Last week, junior Trade Minister – Molebatsi Molebatsi engaged Gaborone City councilors on the proposed amendment.

Molebatsi indicated that once the consultations have been concluded, the proposed bill will be tabled before Parliament during the winter session next year.

“Consultation process is expected to be completed in June and once the consultation is complete, government will then move to engage lawyers to draft a law on the new act,” said Molebatsi.

On the other hand, Councilor of old Naledi North Oarabile Motlaleng dismissed the proposed amendments, saying that it is bound to disempower old Naledi residents.

He argued that livelihoods of Old Naledi residents depend on the selling of alcohol, adding that allowing petrol stations and supermarkets to sell alcohol will defeat their efforts.

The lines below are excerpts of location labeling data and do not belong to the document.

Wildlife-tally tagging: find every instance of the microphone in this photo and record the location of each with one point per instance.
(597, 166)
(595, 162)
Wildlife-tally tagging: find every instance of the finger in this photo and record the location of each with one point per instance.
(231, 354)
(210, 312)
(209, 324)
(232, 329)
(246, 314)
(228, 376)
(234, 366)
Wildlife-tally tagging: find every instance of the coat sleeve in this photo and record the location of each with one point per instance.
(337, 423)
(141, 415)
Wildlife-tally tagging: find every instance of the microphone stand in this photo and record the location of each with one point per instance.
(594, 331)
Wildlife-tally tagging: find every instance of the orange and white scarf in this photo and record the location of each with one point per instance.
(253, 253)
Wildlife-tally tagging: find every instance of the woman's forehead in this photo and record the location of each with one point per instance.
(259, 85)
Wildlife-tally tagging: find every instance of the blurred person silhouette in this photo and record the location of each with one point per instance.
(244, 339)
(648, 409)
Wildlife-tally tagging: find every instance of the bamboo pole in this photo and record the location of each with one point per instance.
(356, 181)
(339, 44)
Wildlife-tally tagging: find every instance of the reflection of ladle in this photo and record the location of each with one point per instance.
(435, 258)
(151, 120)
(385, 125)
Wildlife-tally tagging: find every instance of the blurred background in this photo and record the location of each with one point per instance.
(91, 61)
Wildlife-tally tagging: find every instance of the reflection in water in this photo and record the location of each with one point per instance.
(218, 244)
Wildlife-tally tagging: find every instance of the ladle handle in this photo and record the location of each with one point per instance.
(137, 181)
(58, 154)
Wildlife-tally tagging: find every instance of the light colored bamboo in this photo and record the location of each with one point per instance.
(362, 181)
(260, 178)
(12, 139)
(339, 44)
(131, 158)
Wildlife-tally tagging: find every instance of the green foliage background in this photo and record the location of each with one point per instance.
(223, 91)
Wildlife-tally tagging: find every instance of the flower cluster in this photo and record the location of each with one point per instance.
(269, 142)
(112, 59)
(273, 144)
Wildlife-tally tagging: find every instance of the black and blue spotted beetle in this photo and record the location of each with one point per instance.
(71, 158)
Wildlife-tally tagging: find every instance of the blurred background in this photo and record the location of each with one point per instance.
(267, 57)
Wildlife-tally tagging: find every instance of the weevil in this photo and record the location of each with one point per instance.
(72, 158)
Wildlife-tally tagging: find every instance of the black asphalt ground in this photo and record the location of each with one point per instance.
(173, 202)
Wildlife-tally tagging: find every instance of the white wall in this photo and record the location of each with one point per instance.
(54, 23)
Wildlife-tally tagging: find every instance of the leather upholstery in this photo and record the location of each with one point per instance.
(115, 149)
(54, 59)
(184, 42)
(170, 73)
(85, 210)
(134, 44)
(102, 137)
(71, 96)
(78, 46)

“I plead with you Honorable Minister to revisit this amendment because it will do more harm than good,” said Motlaleng.

Meanwhile, Kgosi Oageng Mosole of Old Naledi said the proposed amendment will affect the livelihoods of many Batswana, not only those from old Naledi.

“I have not had the time to go through most of the amendments but one thing for sure is that the one seeking to allow petrol stations to sell alcohol will have a negative impact on livelihoods,” said Mosole.

For his part, Botswana Alcohol Industry Association (BAIA) Spokesperson Jacob Sesinyi said it is a controversial issue, saying that government has already consulted them.

“We have met with government officials on the issue and there were mixed views on it but the bottom line is that the government proposed amendment will give customers convenience to buy anytime”. 

“Selling of alcohol in petrol stations and supermarkets is nothing new, it is even there in South Africa, so those with better financial muscle will be catered for,” said Sesinyi.